How farmers can maximise remote farm management
With the wealth of advancements happening in the agriculture sector, it doesn’t come as a surprise that it’s increasingly becoming more industrialised and technology-driven. Farmers, regardless of the size of the farm they’re managing, are at an obvious advantage, given how there are solutions available to them to raise livestock, grow crops, and improve the overall efficiency in their respective lands. For instance, the UK government has offered £20 million grants to drive innovation in smart agriculture, as part of a £90 million fund to make it easier for farmers and food businesses to embrace technology and innovation. Whether or not they’re going to take advantage and maximise the technology available is entirely up to them.
Farm Management recommends that each farm should have at least one drone to assist in various farm operations. These aerial vehicles offer farmers a bird’s eye view of their farm, allowing them to spot problems and monitor other aspects without going through the time-consuming process of traversing the entire field. Coupled with the right software and proper training for farmers, drones offer a high level of technical sophistication to farm management practises, which is lacking in other traditional solutions. Additionally, apart from aerial imagery, agricultural drones are also useful in estimating soil conditions, planting future crops, and even livestock farming, resulting in reducing the need for human workforce on horseback and surveillance dogs. Drones, particularly those equipped with thermal sensor technology, have the capacity to find lost cattle, identify sick or injured animals, and calculate their numbers.
Farmers may also want to look into software that can make their processes more efficient. As mentioned previously, apps like Herdwatch allow for improved farm management, but it’s also worth noting that it can also help multi-generational teams when it comes to information transfer. Farmers who have been managing their land for decades can save hours on paperwork every week, make better on-farm decisions, and share information with absolute ease. Everything they need is in their hands. By going through the app, they are able to understand the requirements of the farm, as well as critical information on herds, reports, and dashboards. It offers quick workflow control, convenient animal smartlists, effortless breeding management, and even sprays and pesticide record-keeping.
The barriers to accessing technology and software for better remote farm management get increasingly lower as more solutions become available. It would be of farmers’ best interest to hop on these innovations to improve profitability.

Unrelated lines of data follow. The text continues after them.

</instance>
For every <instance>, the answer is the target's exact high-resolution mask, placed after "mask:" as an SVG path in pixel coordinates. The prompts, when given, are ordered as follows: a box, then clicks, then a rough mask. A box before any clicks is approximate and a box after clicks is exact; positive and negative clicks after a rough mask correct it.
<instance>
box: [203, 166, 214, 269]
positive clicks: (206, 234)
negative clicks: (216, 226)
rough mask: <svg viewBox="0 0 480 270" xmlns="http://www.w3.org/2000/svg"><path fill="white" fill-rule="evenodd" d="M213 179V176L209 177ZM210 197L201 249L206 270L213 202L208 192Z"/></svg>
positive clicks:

Is remote farm management here to stay?
With the UN projecting that global agricultural production will rise 69% between 2010 and 2050 to accommodate the ballooning population, there is no doubt that the agriculture sector will utilise similar agtech solutions to achieve greater production capabilities. Remote farm management is perhaps just the start. There will be much more innovative practises that will come about to maximise farming efficiency.